The Stanford men have gotten their second big verbal commitment in the class of 2015, with Junior Nationals silver-medalist Matt Anderson verbally committing to Stanford. The news was announced this week on the Twitter account for the Phoenix Swim Club with whom he trains.
Editor’s note: This Matt Anderson is one of at least two Division I-caliber Matt Anderson’s in the class of 2015. The other one is from The Woodlands, Texas.
Anderson, one of the better swimmers to make the transition over from the Arizona Marlins to the Phoenix Swim Club banner when the two clubs merged this summer, is primarily a breaststroker, with a decent sprint freestyle as his secondary specialty. His best times in yards:
- 50 free – 21.65
- 100 free – 46.75
- 100 breast – 54.69
- 200 breast – 1:57.45
- 200 IM – 1:52.73
- 400 IM – 3:56.98
The two areas of weakness that have plagued the Stanford men in the last two years have been the sprint freestyles and the breaststrokes, and so it’s of little surprise that their first two big, public, verbal commitments have been a sprint freestyler and a breaststroker (Brad Zdroik).

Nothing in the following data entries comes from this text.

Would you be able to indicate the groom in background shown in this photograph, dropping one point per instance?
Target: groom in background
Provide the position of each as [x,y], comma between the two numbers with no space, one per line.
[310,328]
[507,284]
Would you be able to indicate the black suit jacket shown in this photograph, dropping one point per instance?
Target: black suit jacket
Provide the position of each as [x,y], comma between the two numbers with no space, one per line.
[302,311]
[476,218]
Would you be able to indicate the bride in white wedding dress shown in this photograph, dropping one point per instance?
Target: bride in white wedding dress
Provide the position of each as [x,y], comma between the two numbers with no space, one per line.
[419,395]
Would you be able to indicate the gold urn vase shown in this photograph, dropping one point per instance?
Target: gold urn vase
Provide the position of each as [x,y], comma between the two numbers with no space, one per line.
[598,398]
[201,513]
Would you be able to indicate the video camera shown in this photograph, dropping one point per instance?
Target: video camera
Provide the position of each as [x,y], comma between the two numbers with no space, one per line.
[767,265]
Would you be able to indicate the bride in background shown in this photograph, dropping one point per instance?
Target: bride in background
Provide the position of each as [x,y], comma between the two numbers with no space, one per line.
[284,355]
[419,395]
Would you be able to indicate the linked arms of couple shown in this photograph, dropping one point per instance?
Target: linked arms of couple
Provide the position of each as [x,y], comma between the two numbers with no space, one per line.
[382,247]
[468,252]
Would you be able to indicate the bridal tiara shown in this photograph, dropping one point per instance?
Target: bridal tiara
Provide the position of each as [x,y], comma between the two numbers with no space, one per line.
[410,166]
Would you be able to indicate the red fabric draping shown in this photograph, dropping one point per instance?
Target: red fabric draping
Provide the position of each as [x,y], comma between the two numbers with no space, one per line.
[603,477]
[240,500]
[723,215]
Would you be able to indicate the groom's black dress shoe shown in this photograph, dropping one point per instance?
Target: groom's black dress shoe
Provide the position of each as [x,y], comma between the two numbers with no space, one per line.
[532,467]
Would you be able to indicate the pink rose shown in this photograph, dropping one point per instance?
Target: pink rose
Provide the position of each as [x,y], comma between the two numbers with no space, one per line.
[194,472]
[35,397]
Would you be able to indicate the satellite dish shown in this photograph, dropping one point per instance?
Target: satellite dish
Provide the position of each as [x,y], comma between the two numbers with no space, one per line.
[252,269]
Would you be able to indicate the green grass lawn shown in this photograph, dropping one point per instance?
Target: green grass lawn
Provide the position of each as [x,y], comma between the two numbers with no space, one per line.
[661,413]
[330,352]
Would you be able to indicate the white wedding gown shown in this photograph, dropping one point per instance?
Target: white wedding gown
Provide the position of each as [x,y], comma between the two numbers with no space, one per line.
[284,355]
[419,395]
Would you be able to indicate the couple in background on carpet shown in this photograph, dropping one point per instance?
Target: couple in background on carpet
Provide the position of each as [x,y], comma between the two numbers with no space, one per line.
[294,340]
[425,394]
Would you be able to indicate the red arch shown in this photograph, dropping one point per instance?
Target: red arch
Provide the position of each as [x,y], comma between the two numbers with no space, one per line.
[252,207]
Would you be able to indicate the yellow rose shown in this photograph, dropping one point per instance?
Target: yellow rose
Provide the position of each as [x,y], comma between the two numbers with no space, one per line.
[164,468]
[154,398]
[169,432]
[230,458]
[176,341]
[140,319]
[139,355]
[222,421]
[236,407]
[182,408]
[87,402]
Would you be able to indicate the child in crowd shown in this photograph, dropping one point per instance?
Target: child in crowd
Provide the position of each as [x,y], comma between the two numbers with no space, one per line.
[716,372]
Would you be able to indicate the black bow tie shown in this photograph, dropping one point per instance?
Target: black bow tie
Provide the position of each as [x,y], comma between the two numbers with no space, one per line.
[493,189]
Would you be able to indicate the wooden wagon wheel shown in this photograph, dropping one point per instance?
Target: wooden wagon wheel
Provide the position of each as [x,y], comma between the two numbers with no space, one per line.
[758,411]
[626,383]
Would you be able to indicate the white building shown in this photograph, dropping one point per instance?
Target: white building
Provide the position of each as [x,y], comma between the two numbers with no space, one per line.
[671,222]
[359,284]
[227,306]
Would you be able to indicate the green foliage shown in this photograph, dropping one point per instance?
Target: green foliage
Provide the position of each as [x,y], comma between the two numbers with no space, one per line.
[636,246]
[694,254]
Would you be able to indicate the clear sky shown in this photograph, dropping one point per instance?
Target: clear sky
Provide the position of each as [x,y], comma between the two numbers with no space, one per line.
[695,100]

Anderson is even better in long course than short course and is an Olympic Trials qualifier in the 200 meter breaststroke. He finaled in both breaststroke events at this summer’s Junior Nationals and took 2nd place in the 200 meter race in 2:16.71 (behind Louisville freshman Todd Owen). Anderson’s other long course times include a 24.33 in the 50 meter free and a 1:03.75 in the 100 meter breaststroke.
Anderson dropped 7 seconds in the 200 yard breaststroke as a junior and almost 4 in the 100 to leap onto the radar of top-10 programs like Stanford. In the 100, he swam the 8-best 100 yard breaststroke times of his career in the same season. That has left him about a second short of NCAA qualifying in the 100 and two seconds short in the 200, though we expect those invite lines to creep faster in the next few years. At any rate, even though he won’t be able to hold those impressive rates of improvement over the next two years, if Anderson puts in any sort of a normal improvement for a high school senior and college freshman, he should be an NCAA qualifier as a freshman.